Esteva’s final lecture on Friday, Oct. 11 was titled “Escaping the Ivory Tower: Insurgent Research and the Autonomous Production of Knowledge.” He argued that what modern-era intellectuals accept as the truth is not necessarily something that is right, but rather something that is widely affirmed. The twenty-first century, he believes, is bringing about more intellectuals who are questioning both conventional norms and their own presuppositions.
“No serious scientist in the twentieth-century would ever say, ‘I know,’” Esteva said. “In contrast, a nineteenth-century scientist would say ‘If A is true, then B is also true.’”
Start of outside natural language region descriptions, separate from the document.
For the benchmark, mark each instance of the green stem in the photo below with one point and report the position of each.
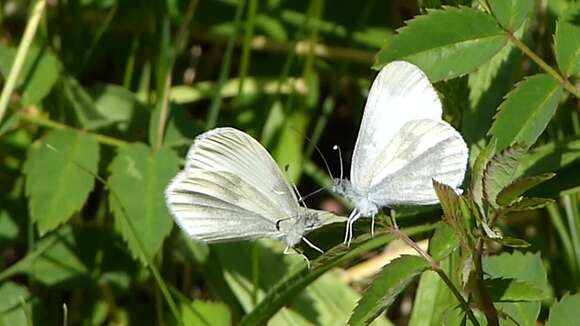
(27, 38)
(216, 101)
(247, 45)
(180, 42)
(546, 67)
(436, 268)
(143, 256)
(480, 290)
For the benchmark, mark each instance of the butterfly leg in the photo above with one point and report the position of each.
(350, 222)
(348, 226)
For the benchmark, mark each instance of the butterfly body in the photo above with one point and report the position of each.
(231, 189)
(403, 144)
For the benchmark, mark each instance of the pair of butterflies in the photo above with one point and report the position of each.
(231, 188)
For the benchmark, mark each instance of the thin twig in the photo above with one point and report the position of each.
(20, 58)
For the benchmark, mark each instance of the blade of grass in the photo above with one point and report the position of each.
(215, 105)
(27, 38)
(573, 217)
(556, 219)
(247, 44)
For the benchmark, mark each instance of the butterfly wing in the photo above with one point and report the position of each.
(230, 189)
(422, 150)
(400, 93)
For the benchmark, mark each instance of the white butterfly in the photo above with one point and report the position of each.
(402, 145)
(231, 189)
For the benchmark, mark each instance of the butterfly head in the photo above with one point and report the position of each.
(363, 204)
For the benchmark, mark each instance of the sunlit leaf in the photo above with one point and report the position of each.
(83, 105)
(12, 297)
(529, 203)
(499, 172)
(510, 290)
(526, 111)
(443, 55)
(563, 311)
(205, 313)
(567, 47)
(511, 13)
(443, 242)
(386, 286)
(291, 285)
(56, 183)
(526, 268)
(519, 186)
(478, 171)
(138, 179)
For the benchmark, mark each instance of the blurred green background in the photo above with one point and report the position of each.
(121, 85)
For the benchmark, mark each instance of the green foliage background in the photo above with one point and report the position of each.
(101, 99)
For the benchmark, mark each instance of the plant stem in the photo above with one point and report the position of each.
(480, 289)
(179, 45)
(436, 268)
(247, 44)
(20, 58)
(546, 67)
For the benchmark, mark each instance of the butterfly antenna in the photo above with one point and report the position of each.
(316, 148)
(313, 193)
(337, 148)
(311, 245)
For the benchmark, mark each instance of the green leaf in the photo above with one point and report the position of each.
(526, 111)
(433, 298)
(39, 73)
(526, 268)
(250, 269)
(56, 183)
(511, 290)
(83, 105)
(138, 179)
(477, 174)
(8, 228)
(118, 105)
(510, 193)
(563, 311)
(511, 14)
(460, 40)
(512, 242)
(205, 313)
(499, 172)
(567, 47)
(443, 242)
(12, 312)
(385, 288)
(531, 203)
(290, 286)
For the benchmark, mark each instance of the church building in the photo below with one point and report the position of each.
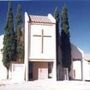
(40, 61)
(40, 47)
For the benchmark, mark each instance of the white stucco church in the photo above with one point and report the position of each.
(40, 54)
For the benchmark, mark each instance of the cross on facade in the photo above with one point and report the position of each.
(42, 38)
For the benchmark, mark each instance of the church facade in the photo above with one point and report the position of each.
(40, 54)
(40, 47)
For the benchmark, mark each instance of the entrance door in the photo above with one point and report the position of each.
(40, 70)
(43, 71)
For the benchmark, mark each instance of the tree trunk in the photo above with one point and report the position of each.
(7, 73)
(66, 75)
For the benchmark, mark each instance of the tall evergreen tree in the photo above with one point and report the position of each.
(19, 34)
(56, 16)
(65, 39)
(9, 40)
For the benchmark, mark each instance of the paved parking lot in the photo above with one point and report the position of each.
(46, 85)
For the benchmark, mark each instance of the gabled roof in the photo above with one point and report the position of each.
(39, 19)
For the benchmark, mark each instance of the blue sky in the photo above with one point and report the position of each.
(78, 14)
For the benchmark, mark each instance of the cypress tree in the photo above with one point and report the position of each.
(19, 34)
(9, 40)
(57, 18)
(65, 40)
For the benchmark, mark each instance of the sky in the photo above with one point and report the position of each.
(78, 15)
Esteva concluded this lecture by discussing the current government shutdown. Without a functional government system, Esteva argued, Americans are forced to take responsibility for their own individual actions. Similarly, he said, if the government refused to clear sewage in an urban environment, citizens would fail to adequately dispose of their own waste.
Mitchell found this analogy particularly jarring.
“It was so shocking yet so everyday because it was funny and vulgar,” she said. “He didn’t need to use huge words like hegemony or phrases like ‘discourse of power structures’ to get his point across.”
Esteva’s lectures were consistently well attended and received positive feedback from members of the student body. In an interview with The Argus, Esteva noted that if he were to emphasize one point about the Zapitistas, it would be that the members of their communities are ordinary men and women.
“For me, being at Wesleyan is an important intercultural encounter and opportunity for working together and building on relationships,” Esteva said. “It’s incredible to me how much is happening outside the U.S. that you [students] don’t know about. This is a new kind of revolution. It’s amazing that more people here don’t know about it.”